Carlotta-Films
présente, également disponible dans le Coffret Douglas Sirk

Editeur : Carlotta, novembre 2008. Nouveau master restauré. Format : 2.35. VO VOSTF & VF mono (1h43). Prix public conseillé : 25 €.

Suppléments sur DVD 2 :

La Nouvelle Orléans. Le journaliste Burke Devlin se passionne pour le meeting d’acrobaties aériennes qui doit avoir lieu. Fasciné par le pilote Roger Shumann et par sa femme LaVerne, Devlin décide de les loger chez lui, avec leur fils et leur mécanicien. Mais lors de la première session d’acrobaties, Roger Shumann a un accrochage et détruit son propre appareil…

" Ce film n'est qu'une accumulation de défaites. (…) Douglas Sirk contemple ces corps avec tant de tendresse et de splendeur… J'ai rarement éprouvé autant de crainte et de solitude que dans ce film. " (Fassbinder).

D'aucuns, dont Sirk lui-même, considéraient La ronde de l'aube, basé sur Pylon de William Faulkner, comme l'un de ses meilleurs films. Même Faulkner l'a considéré comme la meilleure adaptation de l'une de ses œuvres. Sirk, qui a fait appel au même trio d'acteurs (Hudson, Stack et Malone) que dans Ecrit sur du vent, a créé là un film magnifique et puissant sur le destin tragique et l'échec d'un petit groupe de pilotes acrobatiques qui devient l'obsession d'un reporter alcoolique.

"Ce type (Robert Stack) qui cherche son identité, un homme qui se tient debout sur des sables mouvants. La terre ferme ne lui procure aucun sentiment de sécurité, c'est dans les airs qu'il cherche ses certitudes - c'est une idée folle (de Faulkner), et magnifique, je crois. " (Douglas Sirk).

LA RONDE DE L’AUBE PAR BOURGET & BERTHOMIEU (25 mn)

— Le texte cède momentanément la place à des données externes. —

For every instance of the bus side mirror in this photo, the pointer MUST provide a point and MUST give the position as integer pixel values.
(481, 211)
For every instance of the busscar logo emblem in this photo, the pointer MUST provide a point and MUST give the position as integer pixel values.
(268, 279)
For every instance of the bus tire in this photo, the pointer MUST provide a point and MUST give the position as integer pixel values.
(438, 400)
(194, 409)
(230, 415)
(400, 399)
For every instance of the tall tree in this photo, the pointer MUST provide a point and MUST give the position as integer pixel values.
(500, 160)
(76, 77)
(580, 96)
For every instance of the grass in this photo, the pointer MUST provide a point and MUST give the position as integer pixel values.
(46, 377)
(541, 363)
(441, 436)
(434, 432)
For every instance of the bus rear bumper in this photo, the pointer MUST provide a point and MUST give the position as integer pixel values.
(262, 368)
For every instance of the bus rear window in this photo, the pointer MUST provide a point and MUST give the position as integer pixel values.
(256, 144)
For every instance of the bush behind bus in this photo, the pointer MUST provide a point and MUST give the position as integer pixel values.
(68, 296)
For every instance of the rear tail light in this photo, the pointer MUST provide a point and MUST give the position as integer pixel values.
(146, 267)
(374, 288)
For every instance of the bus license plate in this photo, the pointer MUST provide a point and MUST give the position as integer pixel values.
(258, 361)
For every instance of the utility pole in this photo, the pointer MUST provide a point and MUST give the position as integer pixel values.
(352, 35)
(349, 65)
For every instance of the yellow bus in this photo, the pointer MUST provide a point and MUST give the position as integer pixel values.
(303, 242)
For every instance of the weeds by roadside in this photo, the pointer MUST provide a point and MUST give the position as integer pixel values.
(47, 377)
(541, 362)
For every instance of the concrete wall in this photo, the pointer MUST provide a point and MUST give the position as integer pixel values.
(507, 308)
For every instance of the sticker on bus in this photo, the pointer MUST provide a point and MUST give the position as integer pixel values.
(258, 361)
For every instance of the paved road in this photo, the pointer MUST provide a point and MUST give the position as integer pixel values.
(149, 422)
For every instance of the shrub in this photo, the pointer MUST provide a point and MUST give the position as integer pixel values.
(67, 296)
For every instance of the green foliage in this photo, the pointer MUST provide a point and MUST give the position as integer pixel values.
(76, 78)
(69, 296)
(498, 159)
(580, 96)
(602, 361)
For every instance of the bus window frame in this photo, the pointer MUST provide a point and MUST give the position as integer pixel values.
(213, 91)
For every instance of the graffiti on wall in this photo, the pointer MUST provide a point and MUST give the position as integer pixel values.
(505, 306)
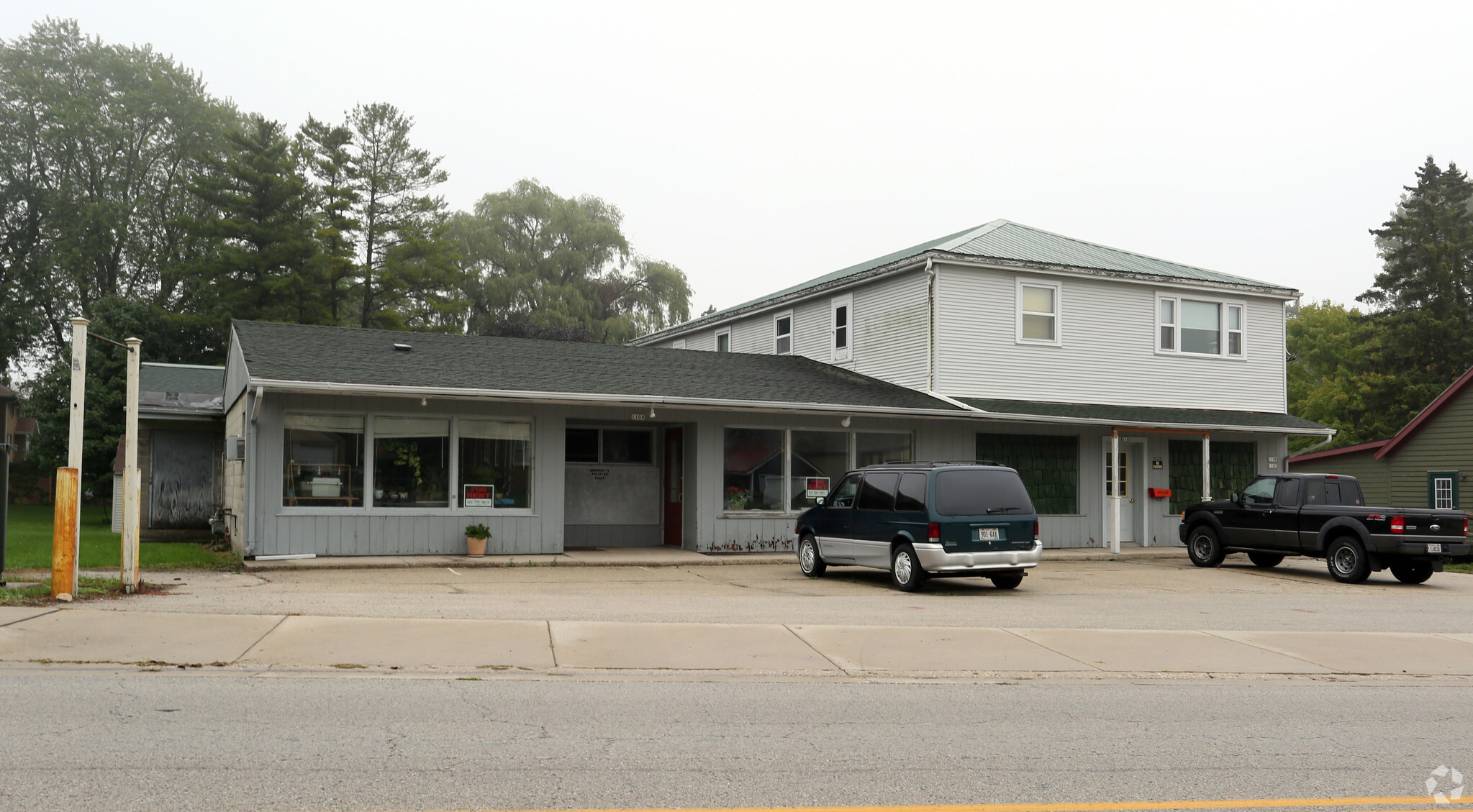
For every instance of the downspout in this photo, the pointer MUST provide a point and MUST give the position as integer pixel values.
(930, 337)
(248, 544)
(1326, 442)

Dorothy Malone retrouve dans La ronde de l'aube un rôle proche de celui de Marylee dans Ecrit sur le vent avec une forte présence sensuelle. Elle est désirée par tous les hommes et tombe du ciel, la jupe relevée comme donnée à tous. Dorothy Malone, actrice pourtant pudique, retrouve chez Sirk un personnage érotique flamboyant comme la libraire du grand sommeil en lunette d'intello qui allumait Bogart. Le personnage de Marylee semblait toutefois mieux assumer sa sexualité. Dans les deux films elle est aussi, de façon très romanesque, tombée amoureuse très jeune. Sirk la décrit avec une grande élégance quand elle quitte Matt Ord parfaite avec sa jupe droite et remettant ses chaussures.
Robert Stack a aussi trouvé chez Sirk ses meilleurs rôles (ainsi que chez Wellman). Son interprétation, virile et en tee-shirt, est dans le même style que celle de Brando.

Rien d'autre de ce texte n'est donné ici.